Vu la procédure suivante :
Procédure contentieuse antérieure :
M. B... A... a demandé au tribunal administratif de Paris d'annuler l'arrêté en date du 4 décembre 2020 par lequel la ministre des armées lui a infligé la sanction de la révocation, d'enjoindre au ministre des armées de le réintégrer à son poste et de procéder à la reconstitution de sa carrière, sous astreinte de 50 euros par jour de retard.
Par un jugement n°2101903/6-1 du 21 octobre 2022, le tribunal administratif de Paris a annulé l'arrêté du 4 décembre 2020, enjoint au ministre des armées de réintégrer M. A... à la date du 28 décembre 2018 et de procéder à la reconstitution de sa carrière dans un délai de deux mois à compter de la mise à disposition au greffe du jugement.

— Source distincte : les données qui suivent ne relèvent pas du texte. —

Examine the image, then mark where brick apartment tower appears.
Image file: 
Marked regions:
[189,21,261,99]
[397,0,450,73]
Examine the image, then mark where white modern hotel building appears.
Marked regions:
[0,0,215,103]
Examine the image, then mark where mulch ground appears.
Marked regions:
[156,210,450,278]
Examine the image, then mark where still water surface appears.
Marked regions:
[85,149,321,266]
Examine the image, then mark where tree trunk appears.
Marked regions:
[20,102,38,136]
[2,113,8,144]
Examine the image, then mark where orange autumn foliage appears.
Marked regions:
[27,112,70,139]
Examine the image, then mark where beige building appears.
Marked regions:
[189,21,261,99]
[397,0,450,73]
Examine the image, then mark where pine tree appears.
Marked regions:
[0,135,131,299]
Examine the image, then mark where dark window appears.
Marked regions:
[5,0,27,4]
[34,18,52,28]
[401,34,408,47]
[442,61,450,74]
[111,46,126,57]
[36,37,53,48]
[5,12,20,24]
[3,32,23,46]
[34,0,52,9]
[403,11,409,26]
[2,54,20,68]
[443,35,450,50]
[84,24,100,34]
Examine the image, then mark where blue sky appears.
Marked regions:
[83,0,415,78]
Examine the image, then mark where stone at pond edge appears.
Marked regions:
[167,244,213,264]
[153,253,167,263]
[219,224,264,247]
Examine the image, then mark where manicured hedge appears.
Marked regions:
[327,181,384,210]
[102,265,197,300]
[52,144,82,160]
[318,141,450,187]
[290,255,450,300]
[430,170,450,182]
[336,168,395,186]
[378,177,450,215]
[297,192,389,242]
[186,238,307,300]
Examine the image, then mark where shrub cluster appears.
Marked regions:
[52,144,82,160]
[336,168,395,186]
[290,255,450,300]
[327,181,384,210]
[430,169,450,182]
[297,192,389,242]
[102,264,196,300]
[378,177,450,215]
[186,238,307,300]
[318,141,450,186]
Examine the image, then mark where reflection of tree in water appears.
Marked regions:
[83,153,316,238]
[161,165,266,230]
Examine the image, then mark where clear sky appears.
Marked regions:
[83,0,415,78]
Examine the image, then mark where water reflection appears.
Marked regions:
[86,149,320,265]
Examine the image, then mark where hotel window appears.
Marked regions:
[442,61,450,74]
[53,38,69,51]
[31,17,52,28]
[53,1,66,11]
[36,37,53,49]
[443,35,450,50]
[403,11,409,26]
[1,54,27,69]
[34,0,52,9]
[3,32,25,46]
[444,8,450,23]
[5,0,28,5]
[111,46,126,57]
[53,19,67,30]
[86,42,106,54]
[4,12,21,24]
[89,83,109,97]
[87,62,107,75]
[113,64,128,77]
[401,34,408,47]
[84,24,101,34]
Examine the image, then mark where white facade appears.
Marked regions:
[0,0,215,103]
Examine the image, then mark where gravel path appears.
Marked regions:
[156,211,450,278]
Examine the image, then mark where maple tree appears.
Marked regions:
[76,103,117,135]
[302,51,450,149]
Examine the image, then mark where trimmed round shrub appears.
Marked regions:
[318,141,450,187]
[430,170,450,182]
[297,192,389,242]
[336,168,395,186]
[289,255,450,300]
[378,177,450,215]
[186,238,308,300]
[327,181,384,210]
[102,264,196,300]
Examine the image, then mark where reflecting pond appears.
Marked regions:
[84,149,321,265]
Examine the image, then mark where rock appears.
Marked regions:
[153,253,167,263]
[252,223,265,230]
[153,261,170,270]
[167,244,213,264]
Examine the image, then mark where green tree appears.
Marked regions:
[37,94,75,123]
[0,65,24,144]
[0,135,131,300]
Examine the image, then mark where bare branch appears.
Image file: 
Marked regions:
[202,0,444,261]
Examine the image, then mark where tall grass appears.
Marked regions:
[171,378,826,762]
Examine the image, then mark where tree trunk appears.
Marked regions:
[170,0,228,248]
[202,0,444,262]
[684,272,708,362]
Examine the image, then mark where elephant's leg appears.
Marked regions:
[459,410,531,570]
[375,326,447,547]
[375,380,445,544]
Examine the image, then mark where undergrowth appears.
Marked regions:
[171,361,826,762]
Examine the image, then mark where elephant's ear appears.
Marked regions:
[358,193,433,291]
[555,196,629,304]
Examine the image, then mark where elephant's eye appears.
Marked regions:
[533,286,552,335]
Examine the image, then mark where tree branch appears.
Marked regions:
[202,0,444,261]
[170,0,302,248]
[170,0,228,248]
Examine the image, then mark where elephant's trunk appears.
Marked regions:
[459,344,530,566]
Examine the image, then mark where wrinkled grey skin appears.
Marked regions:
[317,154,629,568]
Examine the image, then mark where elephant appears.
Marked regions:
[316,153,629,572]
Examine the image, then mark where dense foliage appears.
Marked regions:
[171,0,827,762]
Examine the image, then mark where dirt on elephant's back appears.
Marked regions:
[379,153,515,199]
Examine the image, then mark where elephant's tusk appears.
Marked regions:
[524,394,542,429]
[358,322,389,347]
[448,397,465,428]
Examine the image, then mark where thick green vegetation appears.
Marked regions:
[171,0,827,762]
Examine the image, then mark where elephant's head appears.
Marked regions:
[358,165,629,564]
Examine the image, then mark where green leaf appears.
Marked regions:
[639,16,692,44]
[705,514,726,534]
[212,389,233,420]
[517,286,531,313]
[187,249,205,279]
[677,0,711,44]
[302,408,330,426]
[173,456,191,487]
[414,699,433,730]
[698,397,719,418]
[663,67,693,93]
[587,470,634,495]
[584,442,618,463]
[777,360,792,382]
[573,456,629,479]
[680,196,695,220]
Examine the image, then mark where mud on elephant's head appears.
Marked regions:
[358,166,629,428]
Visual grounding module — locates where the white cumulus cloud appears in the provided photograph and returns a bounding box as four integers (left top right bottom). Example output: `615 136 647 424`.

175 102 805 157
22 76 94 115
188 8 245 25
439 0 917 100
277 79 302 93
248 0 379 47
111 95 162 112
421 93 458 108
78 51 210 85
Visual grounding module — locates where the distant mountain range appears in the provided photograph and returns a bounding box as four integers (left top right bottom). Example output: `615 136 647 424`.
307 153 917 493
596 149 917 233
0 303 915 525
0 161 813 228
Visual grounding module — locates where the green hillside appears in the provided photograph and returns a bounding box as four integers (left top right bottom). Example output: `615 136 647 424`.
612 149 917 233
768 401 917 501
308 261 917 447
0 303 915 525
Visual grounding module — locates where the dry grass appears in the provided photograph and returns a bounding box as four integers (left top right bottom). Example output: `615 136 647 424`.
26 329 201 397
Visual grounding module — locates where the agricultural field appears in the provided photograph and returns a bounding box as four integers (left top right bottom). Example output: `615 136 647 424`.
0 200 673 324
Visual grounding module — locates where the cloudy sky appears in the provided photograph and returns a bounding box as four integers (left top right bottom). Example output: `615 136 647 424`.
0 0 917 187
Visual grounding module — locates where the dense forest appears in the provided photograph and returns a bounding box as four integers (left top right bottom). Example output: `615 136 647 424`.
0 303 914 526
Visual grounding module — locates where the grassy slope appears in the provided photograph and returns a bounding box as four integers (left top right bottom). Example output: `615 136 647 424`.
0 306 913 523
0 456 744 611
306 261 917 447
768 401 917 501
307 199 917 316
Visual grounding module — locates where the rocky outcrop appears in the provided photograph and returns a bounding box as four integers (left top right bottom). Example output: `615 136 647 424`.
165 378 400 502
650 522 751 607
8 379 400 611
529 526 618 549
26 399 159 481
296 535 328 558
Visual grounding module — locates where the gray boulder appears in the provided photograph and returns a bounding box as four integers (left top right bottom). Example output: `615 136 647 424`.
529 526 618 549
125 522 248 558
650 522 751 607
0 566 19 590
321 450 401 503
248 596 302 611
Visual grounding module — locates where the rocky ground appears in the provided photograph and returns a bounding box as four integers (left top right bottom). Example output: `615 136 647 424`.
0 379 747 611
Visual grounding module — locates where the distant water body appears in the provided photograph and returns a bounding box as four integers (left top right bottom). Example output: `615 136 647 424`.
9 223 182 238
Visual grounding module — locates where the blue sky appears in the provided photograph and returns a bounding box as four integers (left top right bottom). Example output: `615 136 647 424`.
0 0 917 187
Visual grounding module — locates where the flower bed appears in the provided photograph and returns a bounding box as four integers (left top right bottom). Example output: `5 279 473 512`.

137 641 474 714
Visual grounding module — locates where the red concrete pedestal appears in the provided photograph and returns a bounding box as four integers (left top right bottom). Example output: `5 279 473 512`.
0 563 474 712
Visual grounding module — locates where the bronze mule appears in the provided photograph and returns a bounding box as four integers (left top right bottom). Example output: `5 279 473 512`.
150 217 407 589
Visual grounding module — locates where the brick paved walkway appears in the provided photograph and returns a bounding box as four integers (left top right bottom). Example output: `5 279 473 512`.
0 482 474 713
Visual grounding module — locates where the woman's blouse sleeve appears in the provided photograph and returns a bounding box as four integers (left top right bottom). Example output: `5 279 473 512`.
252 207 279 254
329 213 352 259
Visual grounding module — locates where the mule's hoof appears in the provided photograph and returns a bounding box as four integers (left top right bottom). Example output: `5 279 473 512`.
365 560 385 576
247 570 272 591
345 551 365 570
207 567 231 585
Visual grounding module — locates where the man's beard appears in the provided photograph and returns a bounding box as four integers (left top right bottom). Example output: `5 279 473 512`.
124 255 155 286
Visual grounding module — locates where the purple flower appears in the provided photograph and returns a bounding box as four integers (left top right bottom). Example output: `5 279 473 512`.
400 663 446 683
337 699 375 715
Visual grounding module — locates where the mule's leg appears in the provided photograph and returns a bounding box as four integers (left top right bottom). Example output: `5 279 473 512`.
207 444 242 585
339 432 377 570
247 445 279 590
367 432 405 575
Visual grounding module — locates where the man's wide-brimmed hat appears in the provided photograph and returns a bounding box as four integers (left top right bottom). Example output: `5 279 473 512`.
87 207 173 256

Procédure devant la Cour :
I. Par une requête n°22PA05444 enregistrée le 22 décembre 2022, le ministre des armées demande à la Cour :
1°) d'annuler ce jugement du 21 octobre 2022 ;
2°) de rejeter la demande de M. A....
Il soutient que :
- c'est à tort que le tribunal a retenu le moyen tiré de ce que l'arrêté du 4 décembre 2020 était entaché d'un vice de procédure tenant à ce que M. A... n'aurait pas été informé avec une précision suffisante des faits qui lui étaient reprochés, avant la séance du conseil de discipline du 8 novembre 2018 et lui a enjoint de réintégrer M. A... dès lors que l'annulation juridictionnelle d'une sanction de révocation prise à l'égard d'un agent de la direction générale de la sécurité extérieure (DGSE) ne saurait, au sens de l'article L. 911-1 du code de justice administrative, impliquer nécessairement une réintégration, mais uniquement un réexamen des conditions auxquelles est subordonnée une éventuelle réintégration, l'emploi de ces agents étant conditionné par l'obtention et le maintien d'une habilitation spéciale de sécurité (HSS), prévue par l'article 6 du statut des fonctionnaires de la DGSE fixé par le décret n° 2015- 386 du 3 avril 2015 ;
- les autres moyens soulevés en première instance ne sont pas fondés ;
Par un mémoire en défense, enregistré le 12 avril 2023, M. A..., représenté par Me Catry, conclut au rejet de la requête et demande de mettre à la charge de l'Etat une somme de 2 000 euros au titre de l'article L.761-1 du code de justice administrative.
Il soutient que l'arrêté est entaché d'illégalité et reprend ses moyens développés en première instance.
II - Par une requête n°22PA05449, enregistrée le 22 décembre 2022, le ministre des armées demande à la Cour d'ordonner le sursis à exécution du jugement du tribunal administratif de Paris n°2101903/6-1 du 21 octobre 2022.
Il soutient que les conditions fixées par les articles R. 811-15 et R. 811-17 du code de justice administrative sont en l'espèce remplies.
Par un mémoire en défense, enregistré le 2 février 2023, M. A..., représenté par Me Catry conclut au rejet de la requête et demande à la Cour de mettre à la charge de l'Etat une somme de 2 000 euros au titre de l'article L. 761-1 du code de justice administrative.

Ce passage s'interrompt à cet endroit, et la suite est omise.